The business provided support for using Decision Support Systems (DSS) and addressed the following issues: techniques within the DSS, corporation needs and limitations, the forecast cost effectiveness, and the appropriate software system. Sales forecasting is an integral part of marketing DSS. The DSS contains tools to help the forecaster prepare better forecasts; tools are data, records of previous forecasting, and techniques. Forecasts assist marketing managers improve decision-making. In an organizational design context, forecasting should not be regarded as a self-contained activity, but should be integrated within the planning context of which it is a part. When an organization has its own forecasting expertise (prepares its own forecasts) that expertise should not be separated into a self-contained department. Forecasting and planning functions should be combined. Involvement of the forecasters in planning enables them to select criteria for evaluating forecasting methods that are meaningful within the planning context.
Managers must go beyond the typical spreadsheet software that only allows for tallying of operator expenses and does not include the technology of a DSS. Several software packages are available to business organizations that incorporate inventory management, purchasing procedures, and sales data. These software packages assist managers in forecasting sales and production requirements.

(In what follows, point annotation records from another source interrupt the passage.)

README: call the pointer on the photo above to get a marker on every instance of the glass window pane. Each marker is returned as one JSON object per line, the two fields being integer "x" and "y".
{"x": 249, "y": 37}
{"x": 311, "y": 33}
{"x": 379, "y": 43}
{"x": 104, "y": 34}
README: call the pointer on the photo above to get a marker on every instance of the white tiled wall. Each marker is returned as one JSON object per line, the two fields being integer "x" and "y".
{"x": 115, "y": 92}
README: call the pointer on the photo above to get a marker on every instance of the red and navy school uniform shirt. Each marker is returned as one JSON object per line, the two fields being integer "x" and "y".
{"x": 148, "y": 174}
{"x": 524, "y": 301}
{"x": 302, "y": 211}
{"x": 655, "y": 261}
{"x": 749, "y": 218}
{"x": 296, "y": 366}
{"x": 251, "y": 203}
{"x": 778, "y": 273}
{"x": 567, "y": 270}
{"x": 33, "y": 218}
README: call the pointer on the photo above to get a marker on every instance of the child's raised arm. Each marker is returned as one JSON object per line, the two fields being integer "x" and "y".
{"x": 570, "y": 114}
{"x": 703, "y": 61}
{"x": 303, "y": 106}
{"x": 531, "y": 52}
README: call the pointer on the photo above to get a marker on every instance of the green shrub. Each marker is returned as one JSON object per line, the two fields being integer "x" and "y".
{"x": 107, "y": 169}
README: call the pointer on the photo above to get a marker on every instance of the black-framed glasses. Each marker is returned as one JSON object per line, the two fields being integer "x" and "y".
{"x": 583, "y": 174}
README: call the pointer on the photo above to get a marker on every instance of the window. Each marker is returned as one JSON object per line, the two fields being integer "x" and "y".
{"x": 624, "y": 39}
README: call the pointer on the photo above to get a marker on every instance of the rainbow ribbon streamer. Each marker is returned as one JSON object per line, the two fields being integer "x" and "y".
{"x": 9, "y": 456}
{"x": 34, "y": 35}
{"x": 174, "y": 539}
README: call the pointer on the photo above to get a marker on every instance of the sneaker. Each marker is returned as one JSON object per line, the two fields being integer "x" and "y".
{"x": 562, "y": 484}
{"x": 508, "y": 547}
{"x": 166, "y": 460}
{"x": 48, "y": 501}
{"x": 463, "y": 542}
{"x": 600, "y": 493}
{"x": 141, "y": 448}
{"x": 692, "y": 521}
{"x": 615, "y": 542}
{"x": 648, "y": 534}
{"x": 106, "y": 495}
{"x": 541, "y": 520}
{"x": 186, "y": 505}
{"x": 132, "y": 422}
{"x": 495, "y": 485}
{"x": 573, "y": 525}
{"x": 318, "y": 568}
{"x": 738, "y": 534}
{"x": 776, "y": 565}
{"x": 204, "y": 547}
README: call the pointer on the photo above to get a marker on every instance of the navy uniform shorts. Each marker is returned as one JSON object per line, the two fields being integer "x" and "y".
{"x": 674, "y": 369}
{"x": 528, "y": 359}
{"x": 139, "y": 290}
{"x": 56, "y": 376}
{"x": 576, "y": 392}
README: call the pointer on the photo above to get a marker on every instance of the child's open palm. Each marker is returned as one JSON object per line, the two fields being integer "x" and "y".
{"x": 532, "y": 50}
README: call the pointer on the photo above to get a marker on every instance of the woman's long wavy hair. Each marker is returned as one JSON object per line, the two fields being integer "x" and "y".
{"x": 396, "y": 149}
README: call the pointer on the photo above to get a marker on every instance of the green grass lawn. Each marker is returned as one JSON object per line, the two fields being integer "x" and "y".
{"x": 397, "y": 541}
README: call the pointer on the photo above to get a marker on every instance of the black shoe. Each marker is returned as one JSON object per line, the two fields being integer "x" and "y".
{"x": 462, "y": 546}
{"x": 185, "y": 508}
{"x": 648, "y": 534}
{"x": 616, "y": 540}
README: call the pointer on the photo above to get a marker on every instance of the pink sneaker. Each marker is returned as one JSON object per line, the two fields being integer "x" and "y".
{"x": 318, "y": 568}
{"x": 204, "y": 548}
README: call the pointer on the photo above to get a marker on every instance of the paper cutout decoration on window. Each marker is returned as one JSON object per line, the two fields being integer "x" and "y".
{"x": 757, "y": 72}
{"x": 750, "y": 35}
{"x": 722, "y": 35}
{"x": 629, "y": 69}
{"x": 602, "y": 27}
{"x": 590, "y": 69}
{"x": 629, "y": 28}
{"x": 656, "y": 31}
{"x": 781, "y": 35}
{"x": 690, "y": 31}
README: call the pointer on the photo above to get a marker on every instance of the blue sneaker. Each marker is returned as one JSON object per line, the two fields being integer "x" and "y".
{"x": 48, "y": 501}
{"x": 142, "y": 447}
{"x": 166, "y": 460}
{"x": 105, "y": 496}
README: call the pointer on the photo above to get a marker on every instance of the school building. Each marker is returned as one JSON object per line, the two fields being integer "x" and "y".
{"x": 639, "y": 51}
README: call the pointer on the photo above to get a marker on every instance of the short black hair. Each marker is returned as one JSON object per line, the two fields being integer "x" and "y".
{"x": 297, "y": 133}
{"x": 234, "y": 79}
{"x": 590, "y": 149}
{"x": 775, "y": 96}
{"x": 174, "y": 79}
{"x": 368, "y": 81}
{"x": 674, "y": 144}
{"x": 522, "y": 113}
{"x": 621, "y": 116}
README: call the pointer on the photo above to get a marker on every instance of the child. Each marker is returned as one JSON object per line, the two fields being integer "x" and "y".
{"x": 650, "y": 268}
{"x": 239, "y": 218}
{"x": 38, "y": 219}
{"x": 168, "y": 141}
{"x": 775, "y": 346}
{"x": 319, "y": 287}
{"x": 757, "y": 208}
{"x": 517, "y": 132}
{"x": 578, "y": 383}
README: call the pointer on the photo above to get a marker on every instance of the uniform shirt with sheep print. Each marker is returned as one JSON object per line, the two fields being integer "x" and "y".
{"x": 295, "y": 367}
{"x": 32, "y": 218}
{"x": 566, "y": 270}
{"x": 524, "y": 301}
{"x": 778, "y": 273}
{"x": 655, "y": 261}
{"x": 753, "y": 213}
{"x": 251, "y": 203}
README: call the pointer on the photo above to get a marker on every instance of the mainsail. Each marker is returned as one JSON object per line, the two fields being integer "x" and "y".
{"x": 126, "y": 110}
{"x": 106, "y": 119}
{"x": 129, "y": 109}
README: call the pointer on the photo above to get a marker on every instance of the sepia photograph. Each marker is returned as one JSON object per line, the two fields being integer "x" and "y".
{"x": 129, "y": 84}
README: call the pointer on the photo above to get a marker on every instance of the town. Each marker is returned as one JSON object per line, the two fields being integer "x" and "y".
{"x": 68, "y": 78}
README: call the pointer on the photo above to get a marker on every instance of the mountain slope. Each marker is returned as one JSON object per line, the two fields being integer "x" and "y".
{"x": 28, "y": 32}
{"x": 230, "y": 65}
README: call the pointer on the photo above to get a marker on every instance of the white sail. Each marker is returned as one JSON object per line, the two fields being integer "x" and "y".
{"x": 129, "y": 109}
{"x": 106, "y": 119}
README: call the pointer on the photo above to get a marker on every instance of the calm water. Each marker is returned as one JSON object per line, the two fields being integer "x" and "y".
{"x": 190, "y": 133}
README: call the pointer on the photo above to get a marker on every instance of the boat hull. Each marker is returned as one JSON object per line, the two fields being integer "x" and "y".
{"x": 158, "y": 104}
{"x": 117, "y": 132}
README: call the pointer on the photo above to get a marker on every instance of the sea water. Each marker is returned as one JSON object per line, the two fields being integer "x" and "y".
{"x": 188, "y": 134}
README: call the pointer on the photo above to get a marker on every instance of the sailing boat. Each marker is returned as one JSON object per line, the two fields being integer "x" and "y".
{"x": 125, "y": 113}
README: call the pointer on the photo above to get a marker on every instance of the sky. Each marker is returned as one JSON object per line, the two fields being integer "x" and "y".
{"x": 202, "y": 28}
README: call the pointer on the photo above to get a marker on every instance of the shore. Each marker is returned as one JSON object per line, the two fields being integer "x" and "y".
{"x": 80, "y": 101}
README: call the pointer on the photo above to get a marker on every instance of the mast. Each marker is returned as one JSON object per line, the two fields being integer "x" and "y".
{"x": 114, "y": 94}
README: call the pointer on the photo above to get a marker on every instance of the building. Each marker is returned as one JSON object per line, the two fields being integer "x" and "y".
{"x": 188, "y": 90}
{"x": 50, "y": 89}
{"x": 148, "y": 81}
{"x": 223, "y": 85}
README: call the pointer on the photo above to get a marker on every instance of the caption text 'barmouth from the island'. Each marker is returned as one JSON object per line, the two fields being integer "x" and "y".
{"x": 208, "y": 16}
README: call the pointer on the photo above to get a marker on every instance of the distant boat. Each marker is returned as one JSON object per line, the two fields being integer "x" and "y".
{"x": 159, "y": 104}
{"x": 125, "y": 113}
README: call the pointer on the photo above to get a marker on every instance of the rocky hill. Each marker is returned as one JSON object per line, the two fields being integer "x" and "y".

One means of an automated system in supply chain management in the business is electronic data interchange (EDI). In short, EDI is the computer-to-computer exchange of business transactions between companies. EDI is seen as a means to facilitate sales forecasting efforts by providing information that would pertain to a channel member’s demand for the products and/or services offered by the supply channel member. In turn, the supply channel member, upon receiving this information, would respond with an update to production and/or distribution schedules in order to meet this demand.